Option packs come with stuff like Active Distance Control which will automatically maintain distance from the vehicle in front to reduce stress on drivers in motorway or stop-go traffic ($1314 incl GST), the excellent Blind Spot Assist which warns if something‘s in a vehicle‘s blind spot – especially useful in panel vans ($704 incl GST), Active Lane Keep Assist which uses pulsed vibration of the steering wheel to tell you if you‘re drifting, and will even use one-sided brake interventions to help return to lane ($683 incl GST), and a 360-degree parking camera ($1668 incl GST).

Photos: Simplico racks and drawers by Sortimo – many configurations of workstation and racks are available.

Our test vehicle also showcased a Simpleco storage set-up by Sortimo, with lightweight racks to hold a wide variety of shelves, containers and drawers, with pull-out tool and component cases and all sorts, each using a simple slot-in system which prevents anything sliding out.
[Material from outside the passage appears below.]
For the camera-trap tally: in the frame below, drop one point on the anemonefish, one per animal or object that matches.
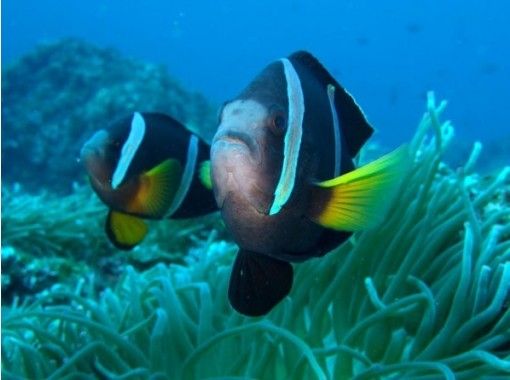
(147, 166)
(284, 177)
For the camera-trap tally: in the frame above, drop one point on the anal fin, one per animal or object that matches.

Robust, and easily removed – upgrade your van, carry the kit across. Good stuff. As for piloting it, this Sprinter is as close to driving a passenger car as anything this tall and long can be. There‘s a little travel in the accelerator pedal before it picks up which you‘ll be used to within the first few kilometres. Otherwise, anything you need to access in terms of accessories is easily in reach, there are plenty of storage spaces, travel is about as quiet as any large van – and the sound system ably overcomes it when listening to the radio, or managing phone calls. Sprinter has cup holders in sizes for cans of energy drink, takeaway coffee cups and standard water bottles.

The only problem we encountered on a mixed test drive of motorway and open road, industrial estate and urban gridlock plus hilly, bendy rural roads, with a bit of gravel thrown in, was the usual blind spots on acute junctions that driving any panel van involves. Otherwise, the enormous mirrors and the reversing camera do their best to keep you grounded. We weren‘t able to sample Sprinter loaded as our usual 500kg pallet wouldn‘t fit alongside the equipment racks, but based on past performance, there should be few complaints. Except, that is, from anyone missing the good old days, when windows steamed up, there was nowhere to put your drink, and you had to be an expert on brake and throttle to manage inclement weather and slippery roads.